Spinal Cord Astrocytomas

Abstract

Retrospective cohort analysis. To examine the effect of resection on survival and neurological outcome in a modern cohort of patients with spinal cord astrocytomas and identify prognostic factors for survival. There are currently no clear treatment guidelines for the management of spinal cord astrocytomas. Additionally there is no conclusive evidence for the surgical resection of these tumors, with some studies even demonstrating worse survival with surgery. However, most studies have examined patients treated prior to the routine use of magnetic resonance imaging and advanced microsurgical techniques. We performed a retrospective review of 46 consecutive patients with spinal cord astrocytomas treated at our institution from 1992 to 2012. Univariate and multivariate analyses were used to identify variables associated with survival. The majority of patients (67.4%) underwent surgical resection, with the remaining only receiving biopsy.

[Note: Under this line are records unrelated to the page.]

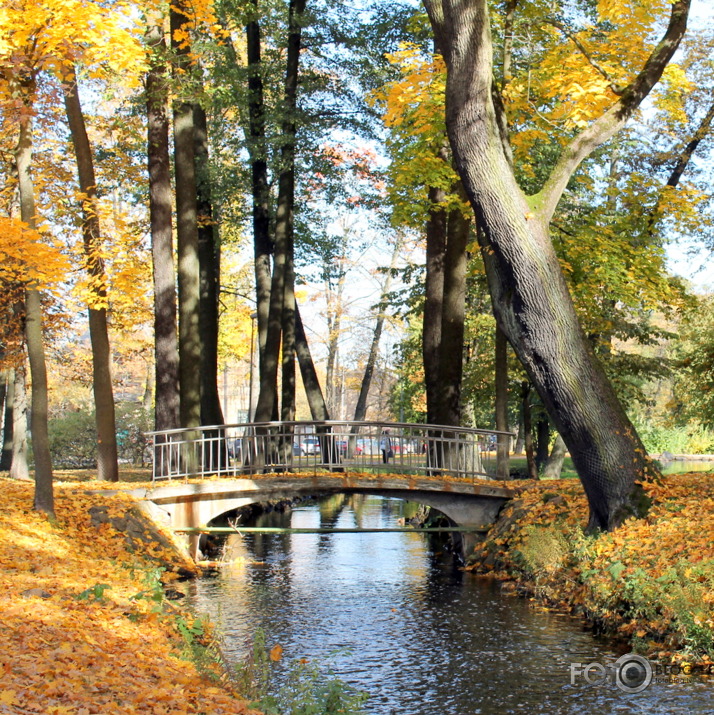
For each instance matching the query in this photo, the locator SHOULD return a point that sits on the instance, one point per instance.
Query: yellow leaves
(26, 258)
(47, 34)
(71, 655)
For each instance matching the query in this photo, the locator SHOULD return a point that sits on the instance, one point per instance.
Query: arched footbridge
(441, 467)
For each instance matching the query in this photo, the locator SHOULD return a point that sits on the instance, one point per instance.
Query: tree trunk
(542, 441)
(167, 404)
(528, 291)
(315, 398)
(531, 468)
(187, 233)
(281, 314)
(18, 464)
(436, 228)
(209, 257)
(107, 459)
(501, 407)
(44, 493)
(554, 465)
(361, 406)
(262, 243)
(335, 309)
(8, 431)
(453, 313)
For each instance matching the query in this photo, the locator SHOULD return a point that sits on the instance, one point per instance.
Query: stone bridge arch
(195, 505)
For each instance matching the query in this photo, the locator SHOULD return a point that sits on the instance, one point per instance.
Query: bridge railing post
(313, 445)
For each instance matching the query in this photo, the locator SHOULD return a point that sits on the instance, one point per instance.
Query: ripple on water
(397, 620)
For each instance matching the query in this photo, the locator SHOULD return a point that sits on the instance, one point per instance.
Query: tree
(167, 400)
(107, 458)
(189, 281)
(530, 298)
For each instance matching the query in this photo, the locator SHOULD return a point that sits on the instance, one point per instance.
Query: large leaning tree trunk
(529, 294)
(166, 402)
(44, 493)
(107, 458)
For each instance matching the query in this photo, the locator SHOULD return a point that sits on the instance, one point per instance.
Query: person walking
(385, 444)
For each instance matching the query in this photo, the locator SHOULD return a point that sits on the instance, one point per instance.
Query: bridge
(443, 467)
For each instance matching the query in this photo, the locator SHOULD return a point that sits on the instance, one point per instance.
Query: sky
(695, 264)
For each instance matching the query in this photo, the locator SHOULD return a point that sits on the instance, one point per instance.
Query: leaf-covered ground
(651, 581)
(83, 626)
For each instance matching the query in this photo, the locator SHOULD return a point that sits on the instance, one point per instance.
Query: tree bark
(554, 465)
(542, 442)
(262, 242)
(315, 398)
(44, 493)
(281, 314)
(189, 289)
(107, 458)
(209, 257)
(167, 401)
(8, 381)
(18, 463)
(453, 313)
(531, 468)
(335, 309)
(436, 228)
(529, 295)
(501, 406)
(361, 406)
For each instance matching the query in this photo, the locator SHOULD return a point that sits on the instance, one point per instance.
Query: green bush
(73, 436)
(692, 439)
(306, 691)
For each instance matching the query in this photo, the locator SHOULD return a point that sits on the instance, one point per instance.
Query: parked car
(310, 445)
(342, 447)
(235, 448)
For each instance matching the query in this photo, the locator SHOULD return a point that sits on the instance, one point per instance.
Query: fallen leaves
(72, 637)
(651, 580)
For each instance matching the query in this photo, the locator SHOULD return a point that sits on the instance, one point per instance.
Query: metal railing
(336, 446)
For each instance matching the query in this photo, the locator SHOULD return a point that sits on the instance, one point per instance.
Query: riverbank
(85, 625)
(650, 582)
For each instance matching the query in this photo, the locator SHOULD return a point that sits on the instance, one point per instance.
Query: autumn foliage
(651, 581)
(83, 630)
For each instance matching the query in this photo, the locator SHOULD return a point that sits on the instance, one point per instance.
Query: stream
(391, 614)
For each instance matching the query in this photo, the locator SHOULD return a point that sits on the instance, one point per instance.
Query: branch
(609, 123)
(686, 154)
(614, 86)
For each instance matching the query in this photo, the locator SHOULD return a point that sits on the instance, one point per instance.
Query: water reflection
(402, 623)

Of those who underwent resection, only 12.5% of patients underwent gross total resection, all of whom had low-grade astrocytomas. Of all patients, 30.7% worsened compared with their preoperative baseline. The occurrence of worsening increased with high tumor grade (52.9% vs. 27.6%, P = 0.086) and an increased extent of resection (66.7% vs. 18.8%, P = 0.0069). Resection did not provide a survival benefit compared with biopsy alone (P = 0.53). Multivariate analysis revealed high-grade histology (hazard ratio, 11.3; 95% confidence interval, 2.41-53.2; P = 0.0021), tumor dissemination (hazard ratio, 4.24; 95% confidence interval, 1.22-14.8; P = 0.023), and an increasing number of tumor involved levels (hazard ratio, 1.31; 95% confidence interval, 0.99-1.74; P = 0.058) to be associated with worse survival. As surgical intervention is associated with a higher rate of neurological complications and lacks a clear benefit, the resection of spinal cord astrocytomas should be reserved for select cases and should be used sparingly.